'3"

35 1 0
                                    

Ölüm...
Ölüm böyle bir şey miydi?
Ölüm karanlığın kaç tonuydu?
Ölmüşmüydüm; bilmiyorum
Eğer ölüm karanlığın içinde sonsuza kadar yaşamaksa,
ölmüştüm.

Karanlığın içinde az da olsa umut ışığı seçebiliyordum. Bu benim umudum muydu? O aydınlığa kavuşmak istiyordum. Ayağa kalkıp ışığa doğru koştum. Sanki rüyadaymışım gibi daha da uzaklaşıyordum o ışıktan.
Koştukça koşuyordum fakat her seferinde tekrar kendimi aynı yerde buluyordum.
Yapamıyordum.
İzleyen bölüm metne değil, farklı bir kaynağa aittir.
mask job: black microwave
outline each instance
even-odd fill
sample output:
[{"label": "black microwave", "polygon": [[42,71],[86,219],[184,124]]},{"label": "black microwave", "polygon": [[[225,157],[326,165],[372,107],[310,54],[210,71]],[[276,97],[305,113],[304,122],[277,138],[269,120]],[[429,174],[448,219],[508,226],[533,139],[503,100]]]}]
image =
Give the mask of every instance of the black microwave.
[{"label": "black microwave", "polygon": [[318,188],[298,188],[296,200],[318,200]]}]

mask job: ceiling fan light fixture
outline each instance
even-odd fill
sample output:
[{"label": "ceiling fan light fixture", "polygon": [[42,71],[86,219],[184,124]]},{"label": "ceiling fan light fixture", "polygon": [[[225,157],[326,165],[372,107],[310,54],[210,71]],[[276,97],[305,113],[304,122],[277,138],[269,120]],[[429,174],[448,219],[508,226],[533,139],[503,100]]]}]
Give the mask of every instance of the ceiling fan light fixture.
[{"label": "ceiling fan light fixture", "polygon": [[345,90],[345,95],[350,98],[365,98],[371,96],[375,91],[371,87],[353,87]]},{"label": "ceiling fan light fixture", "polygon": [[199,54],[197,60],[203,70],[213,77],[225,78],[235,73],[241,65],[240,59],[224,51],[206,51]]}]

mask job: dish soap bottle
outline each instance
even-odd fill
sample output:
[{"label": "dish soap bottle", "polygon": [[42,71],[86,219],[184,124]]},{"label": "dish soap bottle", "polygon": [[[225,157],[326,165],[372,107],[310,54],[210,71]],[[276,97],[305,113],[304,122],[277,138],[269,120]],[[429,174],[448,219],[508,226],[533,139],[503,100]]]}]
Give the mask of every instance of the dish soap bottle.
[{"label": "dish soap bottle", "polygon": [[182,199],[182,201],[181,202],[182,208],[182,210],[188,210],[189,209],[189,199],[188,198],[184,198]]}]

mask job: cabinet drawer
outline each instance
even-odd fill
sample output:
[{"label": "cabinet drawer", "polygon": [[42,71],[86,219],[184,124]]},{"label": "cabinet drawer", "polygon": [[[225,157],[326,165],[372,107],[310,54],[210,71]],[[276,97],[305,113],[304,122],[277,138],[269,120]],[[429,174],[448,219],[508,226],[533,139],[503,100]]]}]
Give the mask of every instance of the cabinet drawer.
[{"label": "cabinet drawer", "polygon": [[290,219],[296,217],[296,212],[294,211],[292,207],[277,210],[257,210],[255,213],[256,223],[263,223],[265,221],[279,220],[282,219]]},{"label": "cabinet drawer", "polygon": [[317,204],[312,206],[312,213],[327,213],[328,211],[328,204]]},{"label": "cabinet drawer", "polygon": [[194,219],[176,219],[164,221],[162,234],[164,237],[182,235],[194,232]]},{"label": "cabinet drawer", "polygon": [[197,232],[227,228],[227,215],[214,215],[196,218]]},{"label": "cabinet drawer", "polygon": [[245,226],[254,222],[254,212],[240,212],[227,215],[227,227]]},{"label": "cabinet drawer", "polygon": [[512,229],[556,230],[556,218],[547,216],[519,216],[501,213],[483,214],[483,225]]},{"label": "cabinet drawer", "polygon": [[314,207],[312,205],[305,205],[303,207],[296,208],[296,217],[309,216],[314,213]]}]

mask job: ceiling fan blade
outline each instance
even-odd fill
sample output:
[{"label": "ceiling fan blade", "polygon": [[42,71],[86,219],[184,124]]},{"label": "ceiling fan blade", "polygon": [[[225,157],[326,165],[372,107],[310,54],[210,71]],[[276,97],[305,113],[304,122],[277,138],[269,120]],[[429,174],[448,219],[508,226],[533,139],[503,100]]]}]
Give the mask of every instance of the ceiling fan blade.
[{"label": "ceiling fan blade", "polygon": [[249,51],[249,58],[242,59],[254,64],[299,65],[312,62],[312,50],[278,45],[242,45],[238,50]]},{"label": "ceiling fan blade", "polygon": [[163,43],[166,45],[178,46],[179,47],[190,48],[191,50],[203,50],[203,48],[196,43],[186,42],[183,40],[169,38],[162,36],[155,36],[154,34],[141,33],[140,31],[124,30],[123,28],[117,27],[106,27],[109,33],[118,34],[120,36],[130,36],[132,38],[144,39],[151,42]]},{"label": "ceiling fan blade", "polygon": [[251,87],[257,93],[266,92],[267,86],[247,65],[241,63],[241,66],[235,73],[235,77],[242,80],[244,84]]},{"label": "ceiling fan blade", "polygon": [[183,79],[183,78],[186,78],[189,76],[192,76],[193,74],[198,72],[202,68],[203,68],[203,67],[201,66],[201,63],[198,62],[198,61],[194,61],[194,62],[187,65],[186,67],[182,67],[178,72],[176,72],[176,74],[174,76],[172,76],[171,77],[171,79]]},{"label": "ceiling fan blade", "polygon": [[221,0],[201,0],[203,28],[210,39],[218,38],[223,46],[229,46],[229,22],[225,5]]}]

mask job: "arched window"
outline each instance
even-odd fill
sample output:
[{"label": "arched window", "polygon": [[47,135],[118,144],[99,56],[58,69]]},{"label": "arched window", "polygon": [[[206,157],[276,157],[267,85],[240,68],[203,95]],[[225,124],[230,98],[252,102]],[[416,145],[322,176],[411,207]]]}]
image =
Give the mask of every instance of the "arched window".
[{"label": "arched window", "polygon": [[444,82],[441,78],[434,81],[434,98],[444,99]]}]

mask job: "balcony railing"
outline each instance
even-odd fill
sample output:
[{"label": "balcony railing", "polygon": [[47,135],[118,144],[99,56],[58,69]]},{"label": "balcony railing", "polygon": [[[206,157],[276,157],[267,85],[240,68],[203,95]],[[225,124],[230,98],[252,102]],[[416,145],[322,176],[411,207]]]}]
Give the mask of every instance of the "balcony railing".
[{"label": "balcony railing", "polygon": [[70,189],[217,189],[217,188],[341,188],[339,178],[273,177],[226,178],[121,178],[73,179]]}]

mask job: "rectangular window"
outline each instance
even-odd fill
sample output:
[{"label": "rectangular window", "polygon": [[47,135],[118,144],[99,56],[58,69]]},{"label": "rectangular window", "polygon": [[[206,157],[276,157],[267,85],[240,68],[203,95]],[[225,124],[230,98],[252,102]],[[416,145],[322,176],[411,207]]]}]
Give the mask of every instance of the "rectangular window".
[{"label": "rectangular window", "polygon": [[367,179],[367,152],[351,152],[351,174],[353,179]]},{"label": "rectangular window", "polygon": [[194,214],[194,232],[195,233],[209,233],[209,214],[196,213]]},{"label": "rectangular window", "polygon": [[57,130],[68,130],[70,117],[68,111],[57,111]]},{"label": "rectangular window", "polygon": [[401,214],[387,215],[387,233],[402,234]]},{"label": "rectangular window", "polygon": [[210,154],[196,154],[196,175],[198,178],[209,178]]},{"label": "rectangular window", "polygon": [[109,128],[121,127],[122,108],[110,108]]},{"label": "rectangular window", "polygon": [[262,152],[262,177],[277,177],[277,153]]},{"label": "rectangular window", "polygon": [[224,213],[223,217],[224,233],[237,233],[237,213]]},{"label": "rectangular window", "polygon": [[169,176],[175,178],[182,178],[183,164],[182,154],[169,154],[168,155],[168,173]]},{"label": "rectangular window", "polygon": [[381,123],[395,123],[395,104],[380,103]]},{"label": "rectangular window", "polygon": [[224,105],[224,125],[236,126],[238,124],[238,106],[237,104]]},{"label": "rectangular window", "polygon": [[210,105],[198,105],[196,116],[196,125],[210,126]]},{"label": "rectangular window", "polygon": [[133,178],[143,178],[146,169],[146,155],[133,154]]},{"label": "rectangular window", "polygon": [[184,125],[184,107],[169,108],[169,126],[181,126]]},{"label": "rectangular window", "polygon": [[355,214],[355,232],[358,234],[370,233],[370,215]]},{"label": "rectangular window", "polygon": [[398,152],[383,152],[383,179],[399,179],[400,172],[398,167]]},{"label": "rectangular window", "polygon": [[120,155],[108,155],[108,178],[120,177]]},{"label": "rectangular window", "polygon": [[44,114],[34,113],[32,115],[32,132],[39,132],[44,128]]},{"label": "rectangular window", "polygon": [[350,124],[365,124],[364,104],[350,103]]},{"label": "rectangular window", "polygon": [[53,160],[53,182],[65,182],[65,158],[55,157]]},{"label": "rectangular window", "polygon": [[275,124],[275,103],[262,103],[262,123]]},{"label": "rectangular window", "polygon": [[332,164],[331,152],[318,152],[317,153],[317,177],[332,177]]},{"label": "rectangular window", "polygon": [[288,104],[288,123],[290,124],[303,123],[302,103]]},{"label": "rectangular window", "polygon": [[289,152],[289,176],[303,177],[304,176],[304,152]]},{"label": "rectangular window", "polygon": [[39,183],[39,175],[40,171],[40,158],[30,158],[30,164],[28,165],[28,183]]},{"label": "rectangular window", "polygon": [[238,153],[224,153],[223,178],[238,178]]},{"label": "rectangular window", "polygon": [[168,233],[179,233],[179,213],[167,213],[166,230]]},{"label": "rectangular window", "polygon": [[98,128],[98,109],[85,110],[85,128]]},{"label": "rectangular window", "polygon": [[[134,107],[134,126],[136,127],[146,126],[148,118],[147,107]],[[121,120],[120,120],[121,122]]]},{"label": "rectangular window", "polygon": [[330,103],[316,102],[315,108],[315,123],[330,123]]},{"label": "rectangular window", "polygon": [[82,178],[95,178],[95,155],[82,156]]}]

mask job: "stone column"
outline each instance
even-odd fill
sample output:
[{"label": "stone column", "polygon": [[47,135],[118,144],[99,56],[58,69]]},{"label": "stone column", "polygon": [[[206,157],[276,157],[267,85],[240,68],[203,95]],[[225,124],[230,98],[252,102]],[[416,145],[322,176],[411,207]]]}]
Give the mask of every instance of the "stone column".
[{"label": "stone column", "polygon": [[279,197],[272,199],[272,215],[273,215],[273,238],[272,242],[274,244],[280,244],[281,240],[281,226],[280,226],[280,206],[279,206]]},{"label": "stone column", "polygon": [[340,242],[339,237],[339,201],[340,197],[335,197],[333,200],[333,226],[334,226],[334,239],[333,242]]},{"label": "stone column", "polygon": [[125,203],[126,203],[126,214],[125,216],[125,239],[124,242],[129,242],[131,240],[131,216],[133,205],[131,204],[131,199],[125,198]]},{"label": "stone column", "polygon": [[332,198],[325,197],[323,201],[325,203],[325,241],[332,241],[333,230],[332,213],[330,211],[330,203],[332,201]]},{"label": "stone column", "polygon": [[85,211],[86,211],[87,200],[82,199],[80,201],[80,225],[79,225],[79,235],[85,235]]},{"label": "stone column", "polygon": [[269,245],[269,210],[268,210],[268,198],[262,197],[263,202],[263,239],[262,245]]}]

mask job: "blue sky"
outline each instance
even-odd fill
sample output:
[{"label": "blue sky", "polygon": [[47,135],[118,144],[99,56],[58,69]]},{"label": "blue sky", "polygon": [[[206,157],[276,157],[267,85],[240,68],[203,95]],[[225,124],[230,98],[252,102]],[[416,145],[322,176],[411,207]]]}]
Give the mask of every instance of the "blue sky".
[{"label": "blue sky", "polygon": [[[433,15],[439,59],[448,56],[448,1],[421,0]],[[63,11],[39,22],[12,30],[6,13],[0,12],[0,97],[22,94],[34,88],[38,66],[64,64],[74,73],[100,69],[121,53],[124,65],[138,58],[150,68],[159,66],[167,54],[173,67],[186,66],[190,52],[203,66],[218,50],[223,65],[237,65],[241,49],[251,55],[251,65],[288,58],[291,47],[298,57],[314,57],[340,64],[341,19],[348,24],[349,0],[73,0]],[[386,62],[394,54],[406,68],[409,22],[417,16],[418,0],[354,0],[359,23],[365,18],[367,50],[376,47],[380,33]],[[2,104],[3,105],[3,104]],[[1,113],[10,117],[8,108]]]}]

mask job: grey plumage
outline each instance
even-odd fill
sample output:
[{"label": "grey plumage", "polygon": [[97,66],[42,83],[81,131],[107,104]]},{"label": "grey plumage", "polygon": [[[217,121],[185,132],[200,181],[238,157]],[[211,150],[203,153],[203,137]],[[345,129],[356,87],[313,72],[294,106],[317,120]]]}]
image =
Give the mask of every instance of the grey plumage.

Olmuyordu.
Bu benim sınavım, bu benim imtihanımdı.

Kulaklarım uğuldamaya başladığında çevreme bakındım bazı sesler duydukça etraf mümkün olabilecekmiş gibi dahada karardı.

Karanlıkta savruluyordum adeta karşımda gördüğüm umut ışığımda azalmaya başlamıştı o kadar azdı ki zaten mümkünmüş gibi küçülüyordu.

Vucudumdan bir elektrik akımı geçti.
Göz kapaklarımda ki ağırlık daha da artarken ciğerlerimden yükselen su dalgası boğazımı delip geçerken bir an yerimden sıçrayarak öksürmeye başladım.

Vucudumun 4/3 ü su ise 4/1 i kalacak şekilde su çıkarmıştım.

Ölmemiştim.

Yerden destek alarak doğrulurken aynı zamanda etrafa bakmak için kafamı kaldırdım.
Kafamı kaldırdığım an deniz kıyısında olduğumu farkettim üstüne üstlük karşımda benden bir kaç yaş büyük bir çocuk duruyordu.

Büyük bir rahatlıkta dizinin birini büküp diğerini uzatarak elinde ki uzun çubuğun ucunu kesiyordu.
Bana bakmıyordu bile. Hadi ama insan yardım falan ederdi ne bileyim bir suni tenefüs falan yapardı ki gerçi böyle bir şeyi istediğimi sanmıyordum ama en azından ambulansa falan haber verirdi.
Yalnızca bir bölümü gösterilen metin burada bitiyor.